Model-free feature screening based on Hellinger distance for ultrahigh dimensional data


Speaker: Professor Cui Hengjian

Topic: Model-free feature screening based on Hellinger distance for ultrahigh dimensional data

Date: March 29th, 2024 (Friday)

Time: 2.30 p.m.

Tencent Meeting ID: 243-343-042

Sponsors: School of Mathematics and Statistics, Institute of Mathematics, Institute of Science and Technology


Cui Hengjian is a professor at Capital Normal University, a doctoral supervisor, a member of the 10th National Congress of the China Association for Science and Technology (CAST), and a former expert of the Academic Degrees Committee of the State Council Discipline Appraisal Group. He graduated from the Institute of Systems Science, Chinese Academy of Sciences with a PhD degree. He has achieved many important research results in the fields of big data statistical modeling, high-dimensional statistics and theories and methods of robust statistics, statistical machine learning, financial statistics, and quality management. In addition, he has published more than 180 papers in various journals, including top international journals of Statistics and Econometrics such as JASA, AoS, JRSS(B), Biometrika and JoE. Professor Cui presides over key projects of the National Natural Science Foundation of China, Distinguished Youth (B) projects and a number of general projects.

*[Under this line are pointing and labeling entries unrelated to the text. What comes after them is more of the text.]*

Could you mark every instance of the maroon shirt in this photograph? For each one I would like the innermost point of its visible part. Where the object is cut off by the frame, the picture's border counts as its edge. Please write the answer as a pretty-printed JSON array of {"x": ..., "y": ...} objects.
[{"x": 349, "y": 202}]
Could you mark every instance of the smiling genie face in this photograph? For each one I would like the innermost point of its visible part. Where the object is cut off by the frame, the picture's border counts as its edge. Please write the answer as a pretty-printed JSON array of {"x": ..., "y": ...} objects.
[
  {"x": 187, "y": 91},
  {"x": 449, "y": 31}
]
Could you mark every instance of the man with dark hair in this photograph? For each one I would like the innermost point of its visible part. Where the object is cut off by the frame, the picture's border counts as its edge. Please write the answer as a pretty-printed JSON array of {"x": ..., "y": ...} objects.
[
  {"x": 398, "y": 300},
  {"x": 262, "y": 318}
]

He mainly participates in major scientific research fund projects of the Ministry of Education. He serves as an editorial board member of the Chinese and English series of Acta Mathematica Sinica and Acta Mathematicae Applicatae Sinica. Also, he serves as an editorial board member of Statistical Theory and Related Fields, vice chairman of the Chinese Association for Applied Statistics (CAAS), vice chairman of the National Industrial Statistics Teaching and Research Association, president of the Beijing Applied Statistics Society, and executive director of the Institute of Mathematical Statistics (China Branch). He has won the second prize of the Science and Technology Award for Higher Education Institutions - Natural Science Award, the first prize of the National Statistical Science Research Outstanding Achievements Award, etc.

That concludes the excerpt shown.